Depending on the month, this marketplace requires upwards of 100,000 new products to be categorized into something called a Global Trade Item Number - a unique 12-14 digit number based on product information which typically must be gathered from multiple different sources.
Depending on the month, the number of products requiring categorization ranges from below 5,000 to close to 100,000. A scalable and elastic computing model is required to support the variations in workload.
Because judgment calls are involved, and data must be retrieved and compared from potentially many different sources, the CrowdFlower platform uses multiple humans for each judgment call to ensure high levels of accuracy. About 60% of categorizations are completed with 2 or 3 individual responses; however, particularly complex judgment calls can require 10 or more responses. I've confirmed that this algorithm is quite tunable - if your data needed higher levels of certainty, you would simply involve more human opinions, enabling you to achieve the goals you require.
The marketplace formerly outsourced product categorization - essentially paying for a large staff of contractors which were alternately overwhelmed and then idle, depending on the day. From week to week, there could be as much as a 400% difference in workload.
With a Human Crowd Computing platform, the marketplace increased its throughput for product categorization by over 300% - from 300 per hour to 1,000 per hour. At the same time, the number of improper classifications were reduced by over 67%. To cap it off, CloudFlower claims that this solution reduced the marketplace's costs by some 70%.

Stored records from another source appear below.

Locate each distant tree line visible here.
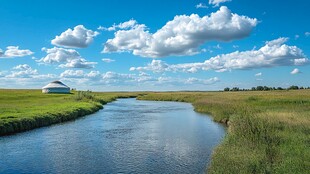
[224,85,310,91]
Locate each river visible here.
[0,99,225,174]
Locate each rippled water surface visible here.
[0,99,225,173]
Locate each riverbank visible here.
[0,89,137,136]
[138,90,310,173]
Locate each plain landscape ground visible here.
[0,90,310,173]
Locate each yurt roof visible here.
[42,80,69,89]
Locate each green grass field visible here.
[0,89,136,136]
[0,90,310,173]
[139,90,310,174]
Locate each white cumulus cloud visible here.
[0,46,34,58]
[98,19,138,31]
[51,25,99,48]
[255,72,263,77]
[130,38,309,73]
[196,3,208,8]
[101,58,115,63]
[185,77,220,85]
[103,6,257,58]
[37,47,97,69]
[5,64,38,78]
[209,0,231,7]
[291,68,300,75]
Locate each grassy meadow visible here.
[138,90,310,174]
[0,89,310,173]
[0,89,137,136]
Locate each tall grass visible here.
[139,90,310,173]
[0,89,137,136]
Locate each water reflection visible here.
[0,99,225,173]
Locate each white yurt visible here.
[42,81,70,94]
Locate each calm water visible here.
[0,99,225,174]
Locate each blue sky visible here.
[0,0,310,91]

CrowdFlower has published a nice 7-page customer success brief on one of their larger customers that is worth reading. I can't link to the report directly, but if you go to their home page and click on the "get a free report" button, you'll get it via e-mail within about 30 seconds - after you answer 3 or 4 pesky questions.

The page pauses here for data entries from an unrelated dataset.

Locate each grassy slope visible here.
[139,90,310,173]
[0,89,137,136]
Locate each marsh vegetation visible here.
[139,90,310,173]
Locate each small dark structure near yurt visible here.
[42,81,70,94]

Without question, this model of Human Crowd Computing will become increasingly mainstream in organizations. It's highly appropriate for any situation involving large to huge numbers of small tasks that require human judgment. With the appropriate software platform, the internet and commonly available connectivity/interoperability software, this solution may be exactly what you need for your data problem.
Although I can't personally testify to the reduction in costs that the marketplace experienced, I have little doubt that there was a significant reduction in the "cost per categorization" metric. Furthermore, I am highly confident in the massive scalability of the elastic computing model they employed, and I am also highly confident in that models ability to produce quality results.

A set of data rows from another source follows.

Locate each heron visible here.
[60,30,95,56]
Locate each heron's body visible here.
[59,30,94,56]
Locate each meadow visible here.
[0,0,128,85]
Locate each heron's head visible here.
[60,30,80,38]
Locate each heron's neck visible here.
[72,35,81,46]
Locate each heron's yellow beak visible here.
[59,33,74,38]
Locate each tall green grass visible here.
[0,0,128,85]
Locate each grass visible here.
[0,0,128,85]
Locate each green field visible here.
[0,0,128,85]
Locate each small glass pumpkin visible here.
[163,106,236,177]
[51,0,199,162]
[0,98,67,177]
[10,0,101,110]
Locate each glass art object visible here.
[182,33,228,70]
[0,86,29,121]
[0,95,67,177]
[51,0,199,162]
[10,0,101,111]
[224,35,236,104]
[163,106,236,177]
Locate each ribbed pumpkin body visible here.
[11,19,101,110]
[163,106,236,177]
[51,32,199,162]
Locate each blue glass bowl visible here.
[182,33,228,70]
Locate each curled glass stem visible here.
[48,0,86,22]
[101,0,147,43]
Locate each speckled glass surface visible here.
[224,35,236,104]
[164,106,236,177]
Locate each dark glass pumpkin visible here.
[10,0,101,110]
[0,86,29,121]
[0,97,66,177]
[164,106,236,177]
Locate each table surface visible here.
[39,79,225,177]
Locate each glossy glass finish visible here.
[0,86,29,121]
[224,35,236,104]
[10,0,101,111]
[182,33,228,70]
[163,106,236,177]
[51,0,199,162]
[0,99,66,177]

Although I've highlighted CrowdFlower as an example, this pair of articles isn't meant to be about CrowdFlower - it's about a new model of leveraging large, distributed opt-in communities of workers who are all connected over the internet and are managed by sophisticated workflows and accuracy ranking systems.
But as an innovator in this space with many examples of successful implementations and over 500 current customers using the platform, CrowdFlower makes for an excellent example of how organizations can solve their data problems using this new approach.